Chinese Minister of Foreign Affairs Qin Gang (秦剛) has not been seen in public for more than three weeks, despite a flurry of high-profile diplomatic efforts to repair ties with the US.
As a former ambassador to the US, who is considered a protege of Chinese President Xi Jinping (習近平), Qin had been expected to play a key role in a string of high-level visits by US officials, but his last public appearance was a meeting with his Sri Lankan counterpart in Beijing on June 25.
He did not join Chinese officials at talks with US Secretary of the Treasury Janet Yellen earlier this month, or as part of the ongoing visit by US Special Presidential Envoy for Climate John Kerry.
Photo: EPA-EFE / Xinhua / Zhang Ling
All high-level contacts between the two nations had been suspended for nearly a year, after then-US House of Representatives speaker Nancy Pelosi visited Taiwan in August last year, making these trips particularly important.
Earlier this month Chinese officials also canceled a planned visit by High Representative of the EU for Foreign Affairs and Security Policy Josep Borrell, without giving a reason for the change of plan.
Qin last week was replaced as head of Beijing’s delegation to the ASEAN summit in Indonesia.
Chinese Ministry of Foreign Affairs spokesman Wang Wenbin (汪文斌) said at the time that Qin would not go “due to health reasons,” but gave no details.
A week on, he still has not reappeared and discussion about his absence appears to have been censored on the Chinese social media site Sina Weibo, with a search for “where is Qin Gang” on the platform returning the message “no results.”
There were very few other discussions visible under his name.
Journalist and analyst Phil Cunningham said five paragraphs about Qin were cut without notice from a piece he wrote about US-China relations for the pro-Beijing Hong Kong newspaper the South China Morning Post (SCMP).
The paragraphs pointed out that it was an unfortunate time for a former ambassador to the US to disappear from the political scene and questioned whether it was due to illness or political disfavor.
“Qin Gang is missing. Not only is he missing from the news cycle in China, but he’s missing from my article!” Cunningham wrote on Twitter. “As run by the SCMP on 15 July, five sentences about Qin were removed (without notice) from the article after it was accepted for publication.”

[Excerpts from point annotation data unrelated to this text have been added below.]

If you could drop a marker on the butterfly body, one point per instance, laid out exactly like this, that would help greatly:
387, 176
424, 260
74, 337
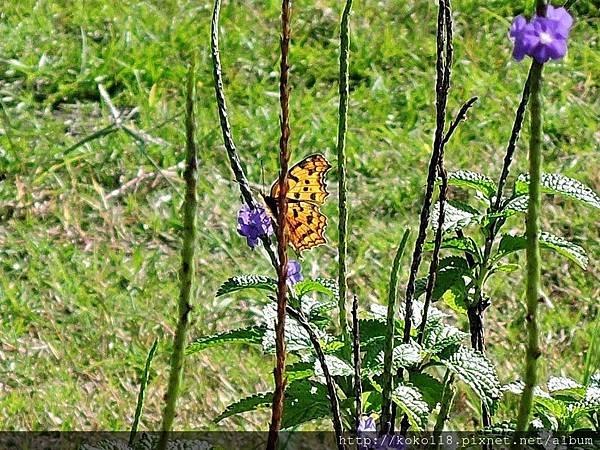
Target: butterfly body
306, 192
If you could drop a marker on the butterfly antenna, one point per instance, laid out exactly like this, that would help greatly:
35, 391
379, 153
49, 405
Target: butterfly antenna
262, 177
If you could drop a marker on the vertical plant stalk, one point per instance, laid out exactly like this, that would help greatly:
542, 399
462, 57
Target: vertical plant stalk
446, 404
334, 401
186, 274
442, 86
435, 257
228, 141
441, 123
357, 363
388, 348
533, 248
341, 159
142, 394
441, 95
282, 233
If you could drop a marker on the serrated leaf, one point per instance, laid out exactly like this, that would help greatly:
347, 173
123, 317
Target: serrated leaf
442, 337
404, 355
555, 183
463, 244
430, 388
506, 268
569, 250
149, 441
337, 367
106, 444
299, 371
304, 401
455, 218
518, 204
451, 273
250, 335
434, 314
318, 312
238, 283
296, 338
410, 401
474, 369
322, 286
250, 403
456, 300
473, 180
556, 384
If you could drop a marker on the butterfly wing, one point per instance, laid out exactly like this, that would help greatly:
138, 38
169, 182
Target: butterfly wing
306, 225
306, 192
306, 181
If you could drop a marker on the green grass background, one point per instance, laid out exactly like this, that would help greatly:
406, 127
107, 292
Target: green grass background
87, 284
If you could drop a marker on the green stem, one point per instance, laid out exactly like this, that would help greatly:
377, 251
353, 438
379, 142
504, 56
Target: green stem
142, 393
388, 349
533, 248
282, 235
446, 404
341, 157
186, 275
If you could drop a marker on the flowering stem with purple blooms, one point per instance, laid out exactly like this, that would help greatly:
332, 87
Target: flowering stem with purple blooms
543, 38
341, 156
186, 274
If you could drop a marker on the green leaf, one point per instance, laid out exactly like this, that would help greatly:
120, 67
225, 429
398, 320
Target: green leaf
296, 338
517, 204
251, 335
320, 285
569, 250
430, 388
404, 355
450, 275
506, 268
337, 367
250, 403
464, 244
300, 370
304, 401
411, 402
456, 300
473, 180
456, 216
247, 282
555, 183
442, 337
473, 368
564, 386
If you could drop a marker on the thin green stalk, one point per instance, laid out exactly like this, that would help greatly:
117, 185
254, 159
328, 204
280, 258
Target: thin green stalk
448, 395
142, 393
357, 363
186, 275
341, 157
388, 349
282, 235
533, 248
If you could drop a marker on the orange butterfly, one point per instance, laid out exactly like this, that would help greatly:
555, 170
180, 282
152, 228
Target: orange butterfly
306, 192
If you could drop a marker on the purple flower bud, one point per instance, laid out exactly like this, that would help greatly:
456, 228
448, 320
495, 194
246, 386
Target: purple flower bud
543, 38
254, 224
366, 425
294, 274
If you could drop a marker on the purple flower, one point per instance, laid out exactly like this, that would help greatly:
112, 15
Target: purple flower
254, 224
366, 425
369, 440
543, 38
294, 274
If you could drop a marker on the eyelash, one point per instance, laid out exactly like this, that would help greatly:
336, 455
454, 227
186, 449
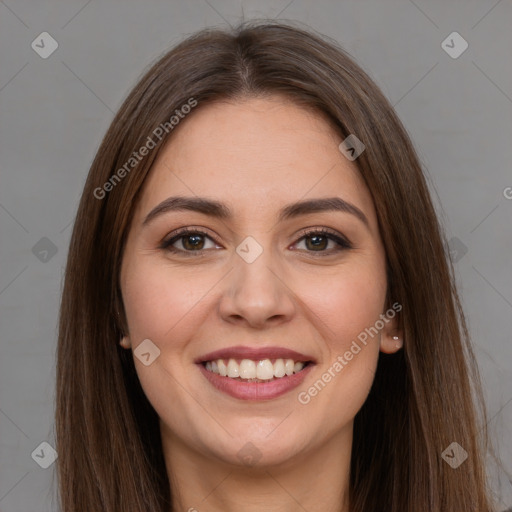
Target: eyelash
343, 243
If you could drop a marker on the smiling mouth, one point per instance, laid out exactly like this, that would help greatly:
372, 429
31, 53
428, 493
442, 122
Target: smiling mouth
249, 370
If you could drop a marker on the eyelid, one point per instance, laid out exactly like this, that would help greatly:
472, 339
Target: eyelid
342, 241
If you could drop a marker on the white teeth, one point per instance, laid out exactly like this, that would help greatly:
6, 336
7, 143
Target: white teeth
279, 370
264, 370
233, 369
249, 369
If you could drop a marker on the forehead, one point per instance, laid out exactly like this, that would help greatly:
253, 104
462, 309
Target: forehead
255, 154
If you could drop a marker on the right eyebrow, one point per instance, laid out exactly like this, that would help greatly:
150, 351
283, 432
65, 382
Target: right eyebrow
222, 211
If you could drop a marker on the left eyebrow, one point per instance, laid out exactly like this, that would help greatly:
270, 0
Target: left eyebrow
222, 211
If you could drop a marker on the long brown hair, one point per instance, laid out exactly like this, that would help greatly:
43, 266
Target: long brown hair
424, 397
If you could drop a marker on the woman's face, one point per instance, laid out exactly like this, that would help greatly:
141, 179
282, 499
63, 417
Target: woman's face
258, 285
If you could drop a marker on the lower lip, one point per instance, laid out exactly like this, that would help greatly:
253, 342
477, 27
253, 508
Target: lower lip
256, 390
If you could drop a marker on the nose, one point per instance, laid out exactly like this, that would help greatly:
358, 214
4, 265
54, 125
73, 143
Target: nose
256, 294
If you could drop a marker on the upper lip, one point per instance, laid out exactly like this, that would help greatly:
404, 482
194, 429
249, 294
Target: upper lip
256, 354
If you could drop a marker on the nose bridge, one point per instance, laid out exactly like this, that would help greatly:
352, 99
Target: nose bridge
255, 290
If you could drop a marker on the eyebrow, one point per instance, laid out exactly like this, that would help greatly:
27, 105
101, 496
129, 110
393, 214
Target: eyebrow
222, 211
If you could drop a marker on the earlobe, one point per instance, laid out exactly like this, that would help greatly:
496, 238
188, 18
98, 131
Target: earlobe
125, 342
391, 344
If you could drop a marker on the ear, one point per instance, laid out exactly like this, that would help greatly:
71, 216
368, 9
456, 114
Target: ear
391, 339
125, 342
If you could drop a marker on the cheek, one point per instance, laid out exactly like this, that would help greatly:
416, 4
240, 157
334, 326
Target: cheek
346, 303
157, 299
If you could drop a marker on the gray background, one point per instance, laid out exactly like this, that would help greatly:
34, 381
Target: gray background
55, 111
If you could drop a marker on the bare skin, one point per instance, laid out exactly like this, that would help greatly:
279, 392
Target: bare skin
256, 156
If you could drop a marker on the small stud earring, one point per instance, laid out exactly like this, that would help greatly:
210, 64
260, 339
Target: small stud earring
124, 342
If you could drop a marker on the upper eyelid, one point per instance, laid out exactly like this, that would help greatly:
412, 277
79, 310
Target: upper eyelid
182, 232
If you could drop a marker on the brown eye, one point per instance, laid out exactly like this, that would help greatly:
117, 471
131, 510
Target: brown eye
188, 240
318, 241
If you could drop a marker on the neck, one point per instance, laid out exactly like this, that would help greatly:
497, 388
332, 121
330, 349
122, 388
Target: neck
316, 480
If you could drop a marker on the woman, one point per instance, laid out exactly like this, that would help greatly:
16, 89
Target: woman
258, 312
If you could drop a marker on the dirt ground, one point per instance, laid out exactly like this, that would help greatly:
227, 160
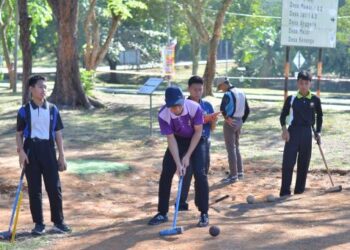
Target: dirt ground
111, 212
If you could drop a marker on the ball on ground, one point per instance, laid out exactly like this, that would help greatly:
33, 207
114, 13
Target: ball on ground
250, 199
214, 231
270, 198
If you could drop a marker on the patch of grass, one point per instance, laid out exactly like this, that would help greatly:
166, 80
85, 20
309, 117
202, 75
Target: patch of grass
85, 167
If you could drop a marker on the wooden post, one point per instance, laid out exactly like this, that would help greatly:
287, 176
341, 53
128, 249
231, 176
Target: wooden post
286, 73
319, 71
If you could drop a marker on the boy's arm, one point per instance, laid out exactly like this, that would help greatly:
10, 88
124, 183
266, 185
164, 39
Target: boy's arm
21, 124
285, 113
23, 158
62, 164
246, 111
174, 150
283, 116
225, 100
319, 119
194, 141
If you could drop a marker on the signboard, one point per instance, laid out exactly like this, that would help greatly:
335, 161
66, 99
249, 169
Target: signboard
298, 60
309, 23
168, 59
131, 57
150, 86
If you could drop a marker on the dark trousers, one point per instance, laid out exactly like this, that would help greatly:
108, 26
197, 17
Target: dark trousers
43, 162
198, 163
297, 149
189, 173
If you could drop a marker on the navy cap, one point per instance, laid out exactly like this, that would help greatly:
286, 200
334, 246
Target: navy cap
173, 96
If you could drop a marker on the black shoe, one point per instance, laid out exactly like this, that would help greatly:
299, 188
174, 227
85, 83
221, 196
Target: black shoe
229, 180
203, 220
39, 229
61, 228
158, 219
183, 207
285, 194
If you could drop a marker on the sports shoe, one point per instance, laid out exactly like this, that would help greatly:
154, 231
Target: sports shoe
39, 229
203, 220
61, 228
183, 206
158, 219
229, 180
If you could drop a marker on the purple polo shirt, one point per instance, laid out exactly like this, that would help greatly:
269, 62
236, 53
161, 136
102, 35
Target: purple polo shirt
182, 125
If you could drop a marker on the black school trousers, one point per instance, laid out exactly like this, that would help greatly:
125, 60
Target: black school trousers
198, 163
43, 162
297, 149
189, 172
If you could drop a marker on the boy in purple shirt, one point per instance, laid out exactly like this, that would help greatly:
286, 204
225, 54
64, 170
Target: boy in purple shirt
181, 121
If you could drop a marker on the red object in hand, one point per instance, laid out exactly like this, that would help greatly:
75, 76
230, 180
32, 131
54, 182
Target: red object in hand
211, 117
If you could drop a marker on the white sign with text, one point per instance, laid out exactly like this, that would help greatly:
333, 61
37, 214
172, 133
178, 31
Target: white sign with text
309, 23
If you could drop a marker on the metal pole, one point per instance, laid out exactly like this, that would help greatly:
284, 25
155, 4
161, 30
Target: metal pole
226, 52
319, 71
14, 90
168, 21
286, 73
150, 115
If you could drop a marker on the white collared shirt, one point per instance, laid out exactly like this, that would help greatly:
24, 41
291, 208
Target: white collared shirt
40, 122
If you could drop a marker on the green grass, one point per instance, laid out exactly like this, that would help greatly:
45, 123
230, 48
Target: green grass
84, 167
126, 120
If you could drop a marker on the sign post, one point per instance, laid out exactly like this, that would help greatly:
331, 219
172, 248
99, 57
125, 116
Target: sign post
147, 89
310, 23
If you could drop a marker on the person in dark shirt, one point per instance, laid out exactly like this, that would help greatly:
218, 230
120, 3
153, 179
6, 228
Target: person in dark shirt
235, 109
299, 113
39, 128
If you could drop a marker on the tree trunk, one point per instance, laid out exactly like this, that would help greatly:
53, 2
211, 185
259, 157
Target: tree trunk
68, 90
24, 23
210, 67
5, 6
112, 66
195, 53
94, 52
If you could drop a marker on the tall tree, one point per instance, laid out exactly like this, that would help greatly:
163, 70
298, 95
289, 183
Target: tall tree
118, 10
6, 32
24, 23
32, 15
68, 89
195, 11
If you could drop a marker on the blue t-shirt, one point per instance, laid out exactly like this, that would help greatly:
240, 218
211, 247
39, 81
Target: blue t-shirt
207, 109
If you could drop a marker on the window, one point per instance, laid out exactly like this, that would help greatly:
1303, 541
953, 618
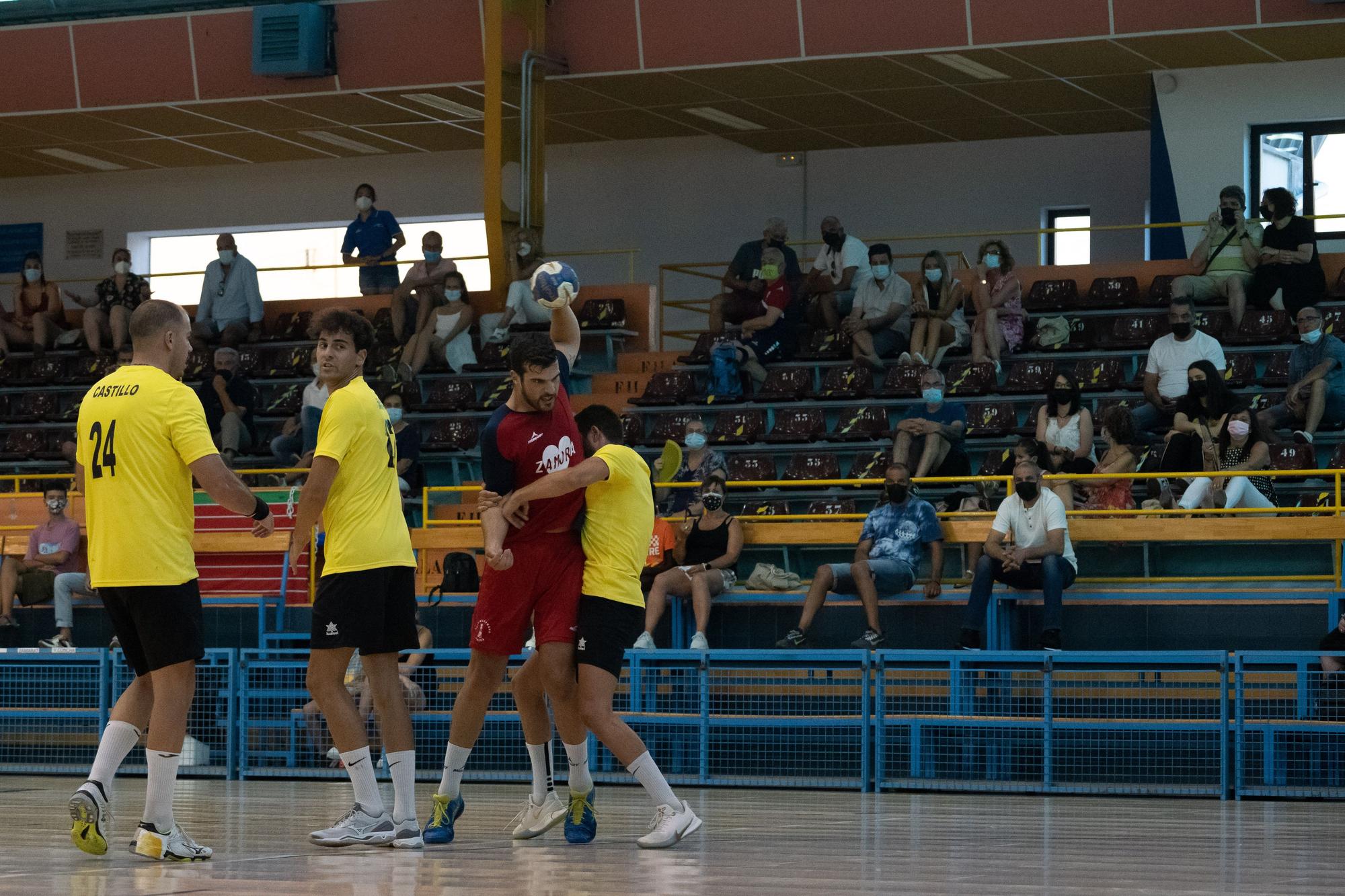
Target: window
1067, 248
297, 247
1309, 161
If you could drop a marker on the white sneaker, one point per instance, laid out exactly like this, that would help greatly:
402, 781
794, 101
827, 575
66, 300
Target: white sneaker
174, 846
358, 826
91, 818
669, 826
535, 821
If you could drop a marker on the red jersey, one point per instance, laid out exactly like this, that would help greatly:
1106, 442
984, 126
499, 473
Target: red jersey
521, 447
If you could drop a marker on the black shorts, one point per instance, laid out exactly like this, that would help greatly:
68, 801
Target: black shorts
372, 610
157, 624
606, 628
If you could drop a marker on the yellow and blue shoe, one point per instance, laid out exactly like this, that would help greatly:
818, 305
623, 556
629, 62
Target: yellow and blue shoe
582, 821
443, 813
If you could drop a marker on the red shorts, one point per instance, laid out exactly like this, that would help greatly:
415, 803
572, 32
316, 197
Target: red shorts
541, 587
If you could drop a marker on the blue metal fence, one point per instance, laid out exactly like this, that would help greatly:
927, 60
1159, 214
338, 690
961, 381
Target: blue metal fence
1200, 723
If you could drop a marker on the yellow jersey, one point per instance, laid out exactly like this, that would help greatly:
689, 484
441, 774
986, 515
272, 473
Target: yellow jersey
618, 528
139, 430
364, 514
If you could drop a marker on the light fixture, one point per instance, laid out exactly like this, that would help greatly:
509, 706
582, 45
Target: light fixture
81, 159
969, 67
446, 106
345, 143
722, 118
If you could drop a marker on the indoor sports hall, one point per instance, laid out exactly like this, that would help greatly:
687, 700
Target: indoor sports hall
984, 362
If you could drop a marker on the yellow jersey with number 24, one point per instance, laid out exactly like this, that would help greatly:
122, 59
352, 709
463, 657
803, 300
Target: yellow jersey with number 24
364, 513
139, 430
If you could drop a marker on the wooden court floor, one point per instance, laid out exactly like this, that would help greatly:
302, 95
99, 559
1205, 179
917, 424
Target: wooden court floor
754, 841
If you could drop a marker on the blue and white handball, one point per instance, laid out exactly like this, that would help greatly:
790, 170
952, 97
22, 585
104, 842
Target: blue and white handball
555, 284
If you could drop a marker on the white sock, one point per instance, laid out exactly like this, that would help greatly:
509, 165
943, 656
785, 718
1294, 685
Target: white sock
361, 770
163, 780
403, 766
580, 779
543, 771
118, 740
455, 760
653, 780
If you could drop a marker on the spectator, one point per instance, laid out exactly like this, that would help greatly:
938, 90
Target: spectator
299, 435
699, 463
377, 236
1165, 372
231, 309
108, 314
64, 589
1289, 261
525, 257
934, 432
886, 560
1317, 373
1229, 251
1065, 425
447, 329
422, 290
999, 298
1241, 446
37, 315
53, 549
229, 400
1040, 557
1120, 458
837, 272
708, 548
879, 323
411, 475
744, 283
938, 318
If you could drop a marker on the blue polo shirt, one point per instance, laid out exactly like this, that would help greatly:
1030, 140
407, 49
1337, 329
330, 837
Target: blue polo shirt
372, 237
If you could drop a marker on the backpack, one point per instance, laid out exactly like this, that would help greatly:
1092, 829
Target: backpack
461, 576
726, 380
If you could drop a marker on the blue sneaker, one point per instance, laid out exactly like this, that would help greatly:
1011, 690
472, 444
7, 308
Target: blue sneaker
443, 813
582, 822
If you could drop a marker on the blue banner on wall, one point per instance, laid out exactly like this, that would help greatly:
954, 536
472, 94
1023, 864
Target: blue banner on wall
15, 243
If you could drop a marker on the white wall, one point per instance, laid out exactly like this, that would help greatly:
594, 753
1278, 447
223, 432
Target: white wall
1207, 120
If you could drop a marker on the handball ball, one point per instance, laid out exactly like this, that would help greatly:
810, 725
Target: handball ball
555, 284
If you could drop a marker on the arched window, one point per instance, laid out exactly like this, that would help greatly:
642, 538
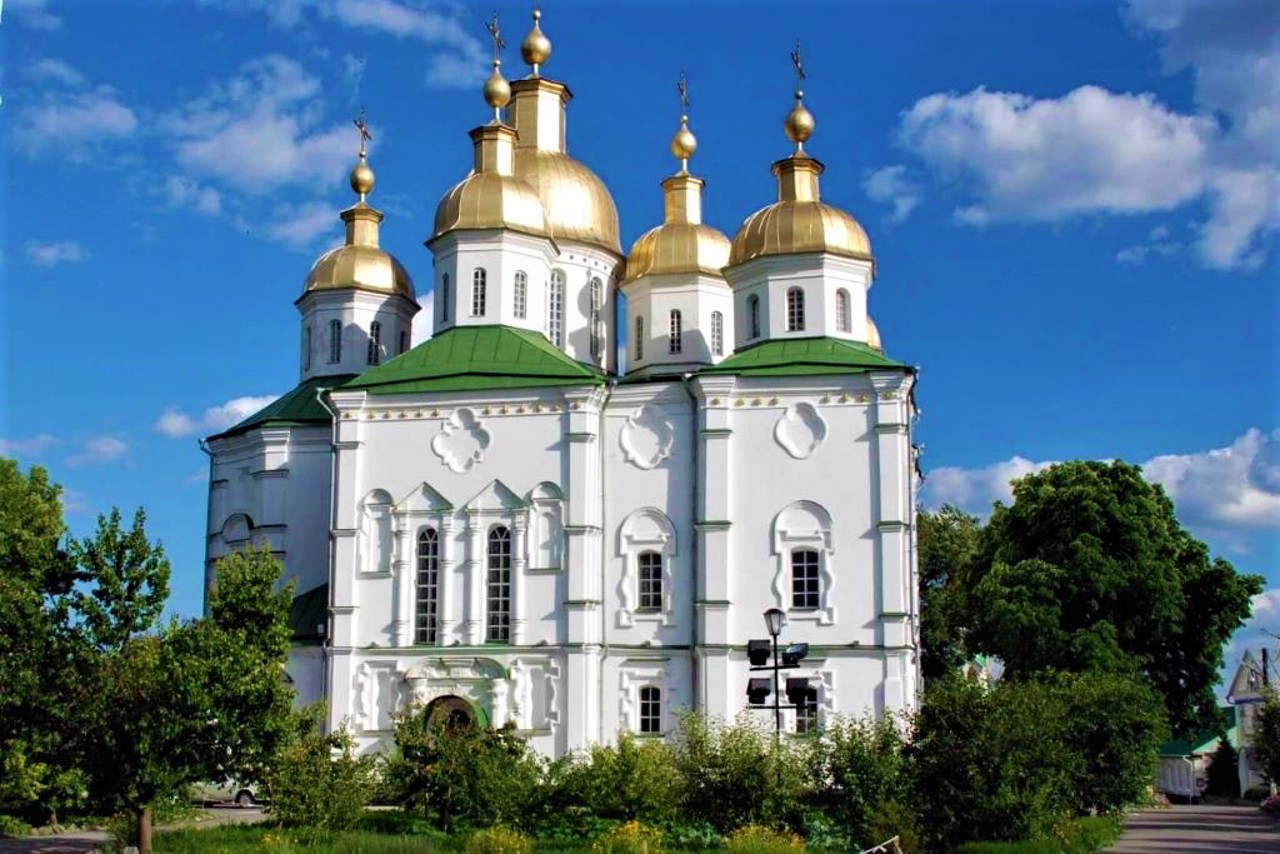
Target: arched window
804, 579
650, 711
428, 587
556, 309
334, 342
597, 301
650, 581
795, 310
478, 288
499, 585
807, 712
521, 296
375, 343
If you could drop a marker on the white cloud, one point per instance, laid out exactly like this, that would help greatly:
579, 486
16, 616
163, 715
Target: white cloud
184, 192
890, 186
1091, 151
32, 447
424, 322
99, 450
55, 71
1224, 492
261, 131
72, 123
174, 423
301, 225
54, 252
33, 13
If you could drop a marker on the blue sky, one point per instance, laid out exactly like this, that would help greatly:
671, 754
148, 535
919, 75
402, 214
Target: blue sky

Qin, 57, rose to prominence as one of the aggressive “wolf warriors” who brought a new, antagonistic style to Chinese diplomacy. Reportedly backed and promoted by Xi himself, he had been tipped to take over in future from Chinese Central Foreign Affairs Commission Director Wang Yi (王毅), the top foreign affairs official in the Chinese Communist Party.
The nation’s opaque political system means that it can be hard to gauge the cause of sudden disappearances by senior officials. They are sometimes a warning sign that a former power broker has fallen from political favor and their next appearance would be in court, but some breaks have a more mundane explanation, or at least do not affect careers.
Xi himself vanished from public view for two weeks shortly before being appointed leader in 2012, before reappearing to take up the post he was widely tipped for. No reason has ever been given for that brief absence.